(rr-renv-package)=
# Package Management Systems

Package managers install and keep track of the different software packages (and their versions) that you use within an environment.
There are quite a few to choose from, for example, Yum, Zypper, dpkg, Nix (which will be mentioned in the {ref}`rr-binderhub` section), and language specific package managers [Python Packages](https://py-pkgs.org/) and [R Packages](https://r-pkgs.org/). We are going to focus on [Conda](https://conda.io/en/latest/), which has several useful functionalities.

(rr-renv-package-conda)=
## What Does Conda Do?

Conda allows users to create any number of entirely separate environments, and quickly and switch between them.
For example, say a researcher has a project, _Project One_, which has its own environment, defined by Conda, that is made up of the following set of packages:

| **Package Name** | **Version** |
| ------------ | ------- |
| `Package A`    | `1.5.2`   |
| `Package B`   | `2.1.10`  |
| `Package C`    | `0.7.9`   |

Later, the researcher starts _Project Two_ in its own environment, with the following packages:

| _Package Name_ | _Version_ |
| ------------ | ------- |
| `Package B`    | `2.1.10`  |
| `Package C`    | `1.2.4`   |
| `Package D`    | `1.5.2`   |
| `Package E`    | `3.7.1`   |

Note here that the version of `package C` used in _Project Two_ has been updated from the version used in _Project One_.
If these project environments were not separate, then the researcher would have the choice of:

- A) Using the older version of `package C` forever and not benefiting from updates and bugfixes in later versions.
- B) Installing the updated version of the package and hoping that it does not impact _Project One_.
- C) Installing the updated version of the package for use in _Project Two_, then uninstalling it and reinstalling the old one whenever they need to do work on _Project One_.
This would be extremely annoying and is a step that risks being forgotten.

All of these options are extremely poor, hence the utility of Conda for creating distinct environments that are easily interchangeable.

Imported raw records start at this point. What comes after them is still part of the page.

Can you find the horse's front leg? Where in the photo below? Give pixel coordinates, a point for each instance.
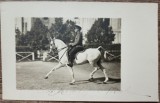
(55, 68)
(72, 74)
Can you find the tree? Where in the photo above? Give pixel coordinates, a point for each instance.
(100, 32)
(62, 31)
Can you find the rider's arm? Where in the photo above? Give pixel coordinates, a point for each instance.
(77, 39)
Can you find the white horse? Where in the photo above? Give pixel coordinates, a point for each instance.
(92, 55)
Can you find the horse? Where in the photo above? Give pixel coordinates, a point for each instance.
(90, 55)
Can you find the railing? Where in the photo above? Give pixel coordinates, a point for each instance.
(25, 55)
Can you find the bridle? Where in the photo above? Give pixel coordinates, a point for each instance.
(60, 50)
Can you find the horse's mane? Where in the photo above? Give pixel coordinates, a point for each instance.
(60, 42)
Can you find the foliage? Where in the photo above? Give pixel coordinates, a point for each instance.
(62, 31)
(38, 37)
(100, 32)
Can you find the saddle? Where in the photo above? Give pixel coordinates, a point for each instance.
(74, 51)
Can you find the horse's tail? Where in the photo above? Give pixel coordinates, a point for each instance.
(102, 51)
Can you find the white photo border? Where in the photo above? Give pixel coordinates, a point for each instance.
(139, 48)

Conda can also be used to capture and export computational environments easily.
It can go in the other direction too; it can generate computational environments from configuration files which can be used to recreate someone else's environment.

Another benefit of Conda is that it offers much greater flexibility to users who do not have admin privileges on the machines they are working on (as is very common when working with high-performance computing facilities).
Without Conda, it is typically challenging to install required software onto such machines.
However, because Conda creates and changes _new_ environments rather than making changes to a machine's overall system environment, admin privileges are not required.

Finally, while Conda is Python-centric to a degree, it is also well-integrated for use with other languages.
For example, the base version of Conda includes the C++ standard library.

(rr-renv-package-installing)=
## Installing Conda

Note that these installation instructions are directed towards Linux systems.
Instructions for installing Conda on Windows or Mac systems can be found [here](https://docs.conda.io/projects/conda/en/latest/user-guide/install/).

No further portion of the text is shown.